Vapers have every right to be outraged by this evidence-free attack on a habit that is not only harmless to bystanders but positively beneficial to them personally as erstwhile smokers. This is the important point to remember about so-called ‘e-cigarette campaigners’. They used to be smokers. You know how some ex-smokers can seem a little self-righteous and pleased with themselves? Vapers have taken that sense of triumph and channelled it into promoting – or, at least, protecting – the product that helped them quit.

Vapers did the notionally correct thing, obeying Public Health, only to find themselves on the wrong side now:

As smokers, vapers spent years being taxed, demonised and kicked into the street. Anti-smoking campaigners would never put it in such blunt terms, but their objective is to make smokers’ lives so miserable that they decide to quit smoking. Vapers did quit smoking, often to their own surprise. They did exactly what was asked of them, but instead of being embraced by their old tormentors, they found themselves with another battle to fight.
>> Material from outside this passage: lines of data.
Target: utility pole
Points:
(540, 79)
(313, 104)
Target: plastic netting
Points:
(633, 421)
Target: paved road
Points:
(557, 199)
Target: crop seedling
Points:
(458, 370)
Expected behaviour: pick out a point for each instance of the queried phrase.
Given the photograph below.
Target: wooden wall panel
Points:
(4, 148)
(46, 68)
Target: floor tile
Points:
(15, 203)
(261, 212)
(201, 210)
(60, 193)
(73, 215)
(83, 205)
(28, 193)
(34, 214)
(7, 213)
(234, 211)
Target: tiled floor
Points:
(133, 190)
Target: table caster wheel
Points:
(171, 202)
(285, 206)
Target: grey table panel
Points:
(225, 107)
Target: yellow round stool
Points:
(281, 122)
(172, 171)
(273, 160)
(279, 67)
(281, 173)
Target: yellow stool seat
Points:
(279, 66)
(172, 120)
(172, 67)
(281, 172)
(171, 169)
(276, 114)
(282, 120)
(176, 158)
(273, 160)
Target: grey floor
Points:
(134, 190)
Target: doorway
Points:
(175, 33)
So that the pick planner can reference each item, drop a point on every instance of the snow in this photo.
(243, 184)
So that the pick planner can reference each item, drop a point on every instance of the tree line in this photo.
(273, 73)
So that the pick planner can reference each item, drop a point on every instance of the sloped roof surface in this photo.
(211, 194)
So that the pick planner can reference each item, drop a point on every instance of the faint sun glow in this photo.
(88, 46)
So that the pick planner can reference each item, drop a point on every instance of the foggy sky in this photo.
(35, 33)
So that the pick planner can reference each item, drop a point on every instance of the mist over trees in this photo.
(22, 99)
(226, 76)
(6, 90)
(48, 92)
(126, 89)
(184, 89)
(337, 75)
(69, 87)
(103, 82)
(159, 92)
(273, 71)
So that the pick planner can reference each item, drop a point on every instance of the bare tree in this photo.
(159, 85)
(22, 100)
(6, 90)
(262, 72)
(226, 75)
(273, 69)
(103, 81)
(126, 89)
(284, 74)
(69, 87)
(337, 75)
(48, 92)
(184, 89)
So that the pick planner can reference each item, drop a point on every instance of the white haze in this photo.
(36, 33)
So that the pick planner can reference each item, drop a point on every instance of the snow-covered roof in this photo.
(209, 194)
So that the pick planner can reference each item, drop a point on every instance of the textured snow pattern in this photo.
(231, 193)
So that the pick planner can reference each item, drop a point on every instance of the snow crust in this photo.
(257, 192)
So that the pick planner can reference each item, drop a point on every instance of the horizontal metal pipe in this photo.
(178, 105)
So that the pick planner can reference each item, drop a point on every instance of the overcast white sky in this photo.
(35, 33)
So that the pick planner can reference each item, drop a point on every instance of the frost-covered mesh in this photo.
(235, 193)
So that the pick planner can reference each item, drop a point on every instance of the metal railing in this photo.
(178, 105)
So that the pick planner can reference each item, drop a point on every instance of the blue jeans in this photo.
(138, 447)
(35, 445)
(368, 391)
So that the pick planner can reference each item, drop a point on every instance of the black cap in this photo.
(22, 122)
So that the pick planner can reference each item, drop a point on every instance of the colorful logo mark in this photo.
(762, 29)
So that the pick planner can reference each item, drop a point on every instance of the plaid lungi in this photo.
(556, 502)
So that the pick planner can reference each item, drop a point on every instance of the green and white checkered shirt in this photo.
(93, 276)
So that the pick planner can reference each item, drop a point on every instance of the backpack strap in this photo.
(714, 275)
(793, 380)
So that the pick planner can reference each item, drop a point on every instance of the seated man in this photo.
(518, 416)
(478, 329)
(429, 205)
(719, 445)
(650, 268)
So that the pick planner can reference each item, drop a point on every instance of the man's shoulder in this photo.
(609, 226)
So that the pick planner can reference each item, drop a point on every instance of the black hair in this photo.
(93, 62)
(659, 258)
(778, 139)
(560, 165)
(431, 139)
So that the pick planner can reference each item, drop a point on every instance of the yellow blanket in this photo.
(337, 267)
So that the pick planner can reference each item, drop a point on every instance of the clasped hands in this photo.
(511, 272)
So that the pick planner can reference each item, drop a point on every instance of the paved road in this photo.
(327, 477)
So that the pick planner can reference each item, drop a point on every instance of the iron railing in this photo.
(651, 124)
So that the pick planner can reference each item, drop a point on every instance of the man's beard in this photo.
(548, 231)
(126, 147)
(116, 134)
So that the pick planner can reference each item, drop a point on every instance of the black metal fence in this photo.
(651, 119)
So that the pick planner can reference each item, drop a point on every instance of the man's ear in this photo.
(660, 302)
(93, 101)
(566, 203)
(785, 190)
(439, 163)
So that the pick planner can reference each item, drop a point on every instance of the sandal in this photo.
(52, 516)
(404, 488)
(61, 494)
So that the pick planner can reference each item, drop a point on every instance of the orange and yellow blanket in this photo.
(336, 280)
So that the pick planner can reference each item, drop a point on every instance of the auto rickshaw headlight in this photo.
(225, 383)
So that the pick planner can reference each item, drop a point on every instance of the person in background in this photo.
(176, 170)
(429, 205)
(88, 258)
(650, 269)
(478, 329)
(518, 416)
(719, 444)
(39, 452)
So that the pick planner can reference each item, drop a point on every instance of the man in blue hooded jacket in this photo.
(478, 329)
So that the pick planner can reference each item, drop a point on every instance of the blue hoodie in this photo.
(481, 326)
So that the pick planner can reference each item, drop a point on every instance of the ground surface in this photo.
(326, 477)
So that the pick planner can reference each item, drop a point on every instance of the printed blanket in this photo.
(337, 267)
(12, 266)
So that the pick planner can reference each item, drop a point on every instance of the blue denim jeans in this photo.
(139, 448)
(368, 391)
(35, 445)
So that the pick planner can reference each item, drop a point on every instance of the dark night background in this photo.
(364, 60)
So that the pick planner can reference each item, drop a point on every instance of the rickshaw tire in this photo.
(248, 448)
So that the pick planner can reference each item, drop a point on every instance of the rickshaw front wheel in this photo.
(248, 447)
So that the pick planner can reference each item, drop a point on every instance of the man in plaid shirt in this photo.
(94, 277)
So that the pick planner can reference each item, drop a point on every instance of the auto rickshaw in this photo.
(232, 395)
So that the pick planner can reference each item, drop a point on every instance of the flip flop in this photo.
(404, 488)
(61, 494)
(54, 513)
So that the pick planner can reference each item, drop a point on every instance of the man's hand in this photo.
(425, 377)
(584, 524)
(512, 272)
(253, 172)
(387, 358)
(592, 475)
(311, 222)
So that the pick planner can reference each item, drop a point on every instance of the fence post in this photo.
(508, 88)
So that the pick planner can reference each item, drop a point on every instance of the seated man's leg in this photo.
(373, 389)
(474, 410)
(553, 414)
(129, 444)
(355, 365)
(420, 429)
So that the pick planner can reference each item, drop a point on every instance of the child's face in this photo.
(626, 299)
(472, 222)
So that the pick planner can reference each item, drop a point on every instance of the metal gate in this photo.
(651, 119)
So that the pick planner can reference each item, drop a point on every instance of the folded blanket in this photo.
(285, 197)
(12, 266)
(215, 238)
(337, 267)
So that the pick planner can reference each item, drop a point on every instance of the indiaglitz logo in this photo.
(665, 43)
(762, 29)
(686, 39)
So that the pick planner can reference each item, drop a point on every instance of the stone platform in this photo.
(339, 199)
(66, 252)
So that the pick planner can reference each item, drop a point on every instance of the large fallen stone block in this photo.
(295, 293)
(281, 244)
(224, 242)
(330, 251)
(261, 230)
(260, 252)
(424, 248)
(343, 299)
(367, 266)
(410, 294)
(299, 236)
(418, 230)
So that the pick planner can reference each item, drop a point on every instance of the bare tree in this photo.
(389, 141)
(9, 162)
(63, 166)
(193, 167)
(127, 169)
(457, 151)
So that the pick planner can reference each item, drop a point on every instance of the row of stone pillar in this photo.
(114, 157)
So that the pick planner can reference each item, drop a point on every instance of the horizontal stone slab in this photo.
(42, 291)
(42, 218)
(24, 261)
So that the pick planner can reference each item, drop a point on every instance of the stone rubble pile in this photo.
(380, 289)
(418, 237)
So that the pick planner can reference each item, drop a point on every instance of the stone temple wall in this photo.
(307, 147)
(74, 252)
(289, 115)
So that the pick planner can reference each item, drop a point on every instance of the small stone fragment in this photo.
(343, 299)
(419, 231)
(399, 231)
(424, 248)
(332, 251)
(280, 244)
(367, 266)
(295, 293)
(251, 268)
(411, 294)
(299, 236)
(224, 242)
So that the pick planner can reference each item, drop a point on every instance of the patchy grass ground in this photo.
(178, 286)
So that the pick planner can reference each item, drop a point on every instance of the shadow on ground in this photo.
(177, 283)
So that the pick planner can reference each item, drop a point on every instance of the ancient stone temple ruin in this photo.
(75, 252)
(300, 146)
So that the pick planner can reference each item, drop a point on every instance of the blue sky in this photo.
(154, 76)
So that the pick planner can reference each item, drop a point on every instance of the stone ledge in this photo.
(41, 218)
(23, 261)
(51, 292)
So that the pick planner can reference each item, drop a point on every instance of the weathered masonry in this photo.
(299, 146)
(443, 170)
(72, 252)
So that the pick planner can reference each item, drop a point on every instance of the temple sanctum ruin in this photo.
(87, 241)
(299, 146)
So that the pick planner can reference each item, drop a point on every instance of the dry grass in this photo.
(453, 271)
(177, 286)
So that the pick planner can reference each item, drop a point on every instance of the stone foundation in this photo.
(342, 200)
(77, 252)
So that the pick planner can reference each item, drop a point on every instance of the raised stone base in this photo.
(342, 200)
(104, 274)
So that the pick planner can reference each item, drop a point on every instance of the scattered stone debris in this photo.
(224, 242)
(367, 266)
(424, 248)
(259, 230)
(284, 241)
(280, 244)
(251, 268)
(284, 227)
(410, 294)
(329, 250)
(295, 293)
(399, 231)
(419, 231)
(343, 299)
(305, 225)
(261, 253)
Our media and medical communities are full of warnings about the ‘dangers’ of e-cigarettes. Whilst Britain’s ASH might side with vapers, however, the daddy of Tobacco Control, Stanton Glantz

has helped bring about the banning of not only the use, but also the possession, of e-cigarettes on his campus in San Francisco.

Many smokers and vapers predicted this backlash a few years ago. It was only a matter of time.

It’s odd that ex-smokers inhaling vapour can cause such ill feeling. Under such restrictions, we should not be surprised if they take up tobacco again.